Страница 14 из 31
— Не плачь, — тихо сказал он.
— Я и не плачу! — сквозь рыдания выкрикнула Глэдис.
Она вела себя, как ребенок, и, тронутый такой реакцией, он взял в ладони ее залитое слезами трагическое лицо.
Глэдис выронила швабру из рук и молча посмотрела на него огромными темными глазами. Повинуясь душевному порыву, Коул обнял ее, и она уткнулась лицом ему в грудь.
Он почувствовал себя подлецом и понял, что должен сказать ей об этом.
— Прости меня, — покаянно пробормотал он, трогая губами ее шелковистые волосы. — Прости, что испортил тебе жизнь.

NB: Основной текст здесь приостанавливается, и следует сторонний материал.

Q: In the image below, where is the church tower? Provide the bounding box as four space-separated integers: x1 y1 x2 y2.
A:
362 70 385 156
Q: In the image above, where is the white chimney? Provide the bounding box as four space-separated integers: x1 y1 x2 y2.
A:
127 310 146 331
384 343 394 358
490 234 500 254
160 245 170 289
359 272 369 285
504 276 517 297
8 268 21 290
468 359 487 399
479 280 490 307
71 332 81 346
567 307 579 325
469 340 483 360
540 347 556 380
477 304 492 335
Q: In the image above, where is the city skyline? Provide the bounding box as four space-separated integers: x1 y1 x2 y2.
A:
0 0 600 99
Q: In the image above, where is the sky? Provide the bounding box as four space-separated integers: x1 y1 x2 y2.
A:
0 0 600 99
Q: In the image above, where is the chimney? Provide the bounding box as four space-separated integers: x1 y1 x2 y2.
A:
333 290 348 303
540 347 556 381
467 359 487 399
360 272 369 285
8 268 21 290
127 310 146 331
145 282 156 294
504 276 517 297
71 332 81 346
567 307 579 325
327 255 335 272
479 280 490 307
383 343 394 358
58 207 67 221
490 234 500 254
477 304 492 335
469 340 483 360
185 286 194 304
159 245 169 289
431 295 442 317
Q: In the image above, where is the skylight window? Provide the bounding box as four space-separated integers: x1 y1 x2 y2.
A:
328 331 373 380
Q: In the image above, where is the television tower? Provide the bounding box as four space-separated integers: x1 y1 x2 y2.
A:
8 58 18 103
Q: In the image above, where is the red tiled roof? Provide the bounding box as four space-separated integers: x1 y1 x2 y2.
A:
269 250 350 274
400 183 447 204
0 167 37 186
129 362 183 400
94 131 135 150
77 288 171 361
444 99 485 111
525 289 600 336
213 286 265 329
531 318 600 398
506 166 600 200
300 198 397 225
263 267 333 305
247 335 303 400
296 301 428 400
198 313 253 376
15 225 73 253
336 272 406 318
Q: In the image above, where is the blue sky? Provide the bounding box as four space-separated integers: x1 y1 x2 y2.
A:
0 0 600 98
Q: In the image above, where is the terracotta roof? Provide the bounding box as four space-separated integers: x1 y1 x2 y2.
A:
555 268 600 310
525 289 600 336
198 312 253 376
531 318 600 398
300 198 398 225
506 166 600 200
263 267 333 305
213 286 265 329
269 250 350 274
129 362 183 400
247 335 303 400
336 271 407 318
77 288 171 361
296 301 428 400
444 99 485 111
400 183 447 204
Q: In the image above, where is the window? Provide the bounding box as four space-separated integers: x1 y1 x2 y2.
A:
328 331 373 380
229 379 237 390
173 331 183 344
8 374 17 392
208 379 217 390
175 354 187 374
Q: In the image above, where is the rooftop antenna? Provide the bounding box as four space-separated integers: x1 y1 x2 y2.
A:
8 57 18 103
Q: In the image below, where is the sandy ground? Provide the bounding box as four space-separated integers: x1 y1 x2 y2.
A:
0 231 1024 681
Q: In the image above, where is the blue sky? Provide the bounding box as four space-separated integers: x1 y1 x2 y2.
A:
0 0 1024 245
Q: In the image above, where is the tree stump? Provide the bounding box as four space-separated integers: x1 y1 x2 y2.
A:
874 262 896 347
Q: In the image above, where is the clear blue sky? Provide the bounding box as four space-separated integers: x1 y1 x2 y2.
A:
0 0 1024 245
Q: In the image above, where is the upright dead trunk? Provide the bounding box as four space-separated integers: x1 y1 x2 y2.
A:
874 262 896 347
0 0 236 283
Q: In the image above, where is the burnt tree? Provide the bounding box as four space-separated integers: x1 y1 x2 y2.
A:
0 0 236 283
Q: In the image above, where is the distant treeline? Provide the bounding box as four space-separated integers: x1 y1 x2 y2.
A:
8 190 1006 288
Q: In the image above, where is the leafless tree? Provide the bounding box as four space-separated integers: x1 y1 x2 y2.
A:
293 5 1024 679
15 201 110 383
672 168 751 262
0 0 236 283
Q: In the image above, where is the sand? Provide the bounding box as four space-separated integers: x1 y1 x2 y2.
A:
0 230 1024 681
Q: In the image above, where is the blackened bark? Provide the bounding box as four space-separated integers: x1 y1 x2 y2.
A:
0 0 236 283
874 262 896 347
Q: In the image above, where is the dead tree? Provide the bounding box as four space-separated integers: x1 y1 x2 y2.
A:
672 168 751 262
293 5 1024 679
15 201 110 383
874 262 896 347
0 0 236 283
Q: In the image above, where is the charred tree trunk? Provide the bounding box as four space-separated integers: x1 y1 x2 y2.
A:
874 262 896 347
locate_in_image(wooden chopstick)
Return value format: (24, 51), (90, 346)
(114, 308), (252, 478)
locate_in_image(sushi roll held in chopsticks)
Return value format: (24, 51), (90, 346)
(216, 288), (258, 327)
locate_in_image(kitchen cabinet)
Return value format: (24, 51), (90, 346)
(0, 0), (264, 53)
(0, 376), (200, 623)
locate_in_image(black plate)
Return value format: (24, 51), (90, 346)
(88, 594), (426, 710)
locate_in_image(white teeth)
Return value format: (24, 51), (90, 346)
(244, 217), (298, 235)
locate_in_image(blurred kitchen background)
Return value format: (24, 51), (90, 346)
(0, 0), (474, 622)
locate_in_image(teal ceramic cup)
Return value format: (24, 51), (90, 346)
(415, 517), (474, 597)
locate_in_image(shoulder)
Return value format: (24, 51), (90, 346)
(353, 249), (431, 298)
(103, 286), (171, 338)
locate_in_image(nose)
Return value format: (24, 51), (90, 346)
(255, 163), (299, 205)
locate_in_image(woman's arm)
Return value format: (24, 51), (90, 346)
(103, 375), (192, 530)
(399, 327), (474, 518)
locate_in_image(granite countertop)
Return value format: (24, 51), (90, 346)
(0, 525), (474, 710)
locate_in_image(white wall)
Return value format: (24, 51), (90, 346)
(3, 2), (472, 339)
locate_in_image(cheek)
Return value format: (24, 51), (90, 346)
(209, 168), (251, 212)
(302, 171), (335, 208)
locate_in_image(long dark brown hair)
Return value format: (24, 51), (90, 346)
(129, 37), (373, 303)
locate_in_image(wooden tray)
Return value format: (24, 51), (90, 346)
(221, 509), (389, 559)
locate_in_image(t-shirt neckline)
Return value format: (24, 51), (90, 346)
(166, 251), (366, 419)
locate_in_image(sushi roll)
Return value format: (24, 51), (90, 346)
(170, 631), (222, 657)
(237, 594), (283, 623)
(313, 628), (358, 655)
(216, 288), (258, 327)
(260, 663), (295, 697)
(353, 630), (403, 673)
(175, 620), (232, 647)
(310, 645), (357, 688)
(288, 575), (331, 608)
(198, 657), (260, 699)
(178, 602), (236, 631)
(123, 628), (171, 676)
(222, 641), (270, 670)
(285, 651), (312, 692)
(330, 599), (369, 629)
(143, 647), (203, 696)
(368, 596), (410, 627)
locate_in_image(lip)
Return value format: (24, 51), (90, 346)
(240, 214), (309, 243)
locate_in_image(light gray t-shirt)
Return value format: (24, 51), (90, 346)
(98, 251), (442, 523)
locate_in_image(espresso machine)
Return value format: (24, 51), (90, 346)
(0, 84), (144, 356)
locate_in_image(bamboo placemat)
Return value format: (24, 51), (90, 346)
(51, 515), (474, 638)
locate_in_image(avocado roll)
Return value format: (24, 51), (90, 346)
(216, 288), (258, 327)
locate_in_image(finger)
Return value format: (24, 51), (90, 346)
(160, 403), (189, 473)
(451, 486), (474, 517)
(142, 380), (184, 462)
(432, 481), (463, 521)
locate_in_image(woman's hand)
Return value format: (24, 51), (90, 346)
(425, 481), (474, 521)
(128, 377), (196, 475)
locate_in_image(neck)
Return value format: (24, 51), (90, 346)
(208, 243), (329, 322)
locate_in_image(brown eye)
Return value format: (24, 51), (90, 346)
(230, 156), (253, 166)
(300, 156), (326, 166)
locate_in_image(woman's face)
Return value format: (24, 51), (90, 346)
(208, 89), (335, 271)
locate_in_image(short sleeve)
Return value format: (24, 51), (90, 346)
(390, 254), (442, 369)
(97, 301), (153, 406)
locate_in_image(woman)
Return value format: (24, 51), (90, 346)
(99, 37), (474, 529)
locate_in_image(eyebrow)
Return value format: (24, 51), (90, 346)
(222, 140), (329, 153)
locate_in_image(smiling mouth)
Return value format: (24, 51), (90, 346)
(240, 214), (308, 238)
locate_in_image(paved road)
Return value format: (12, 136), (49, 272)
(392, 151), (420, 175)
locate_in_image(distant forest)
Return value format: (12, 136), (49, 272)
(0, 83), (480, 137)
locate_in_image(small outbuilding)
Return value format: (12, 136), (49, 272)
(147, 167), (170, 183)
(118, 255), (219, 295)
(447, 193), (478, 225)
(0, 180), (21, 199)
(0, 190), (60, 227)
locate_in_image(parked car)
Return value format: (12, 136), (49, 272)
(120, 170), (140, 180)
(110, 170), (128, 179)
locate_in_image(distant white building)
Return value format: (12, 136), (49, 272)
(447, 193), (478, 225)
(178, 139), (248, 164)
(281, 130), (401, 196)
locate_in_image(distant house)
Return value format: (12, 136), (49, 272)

Я был уверен, что ты знала, кем была твоя мать. Если бы я заподозрил, что это не так, то никогда и не заикнулся бы об этом, поверь!
Тело Глэдис, мягкое и послушное, так естественно покоилось в объятиях Коула, что его охватило непреодолимое желание приласкать ее. Трудно было устоять от такого искушения, но ему это удалось.
Постепенно рыдания Глэдис стихли, а вот ему, напротив, стало трудно дышать. Он закрыл глаза.
Если бы не эта ревность!.. Перед его глазами всплыла омерзительная сцена, когда Джерри лапал Глэдис, а она громко хихикала.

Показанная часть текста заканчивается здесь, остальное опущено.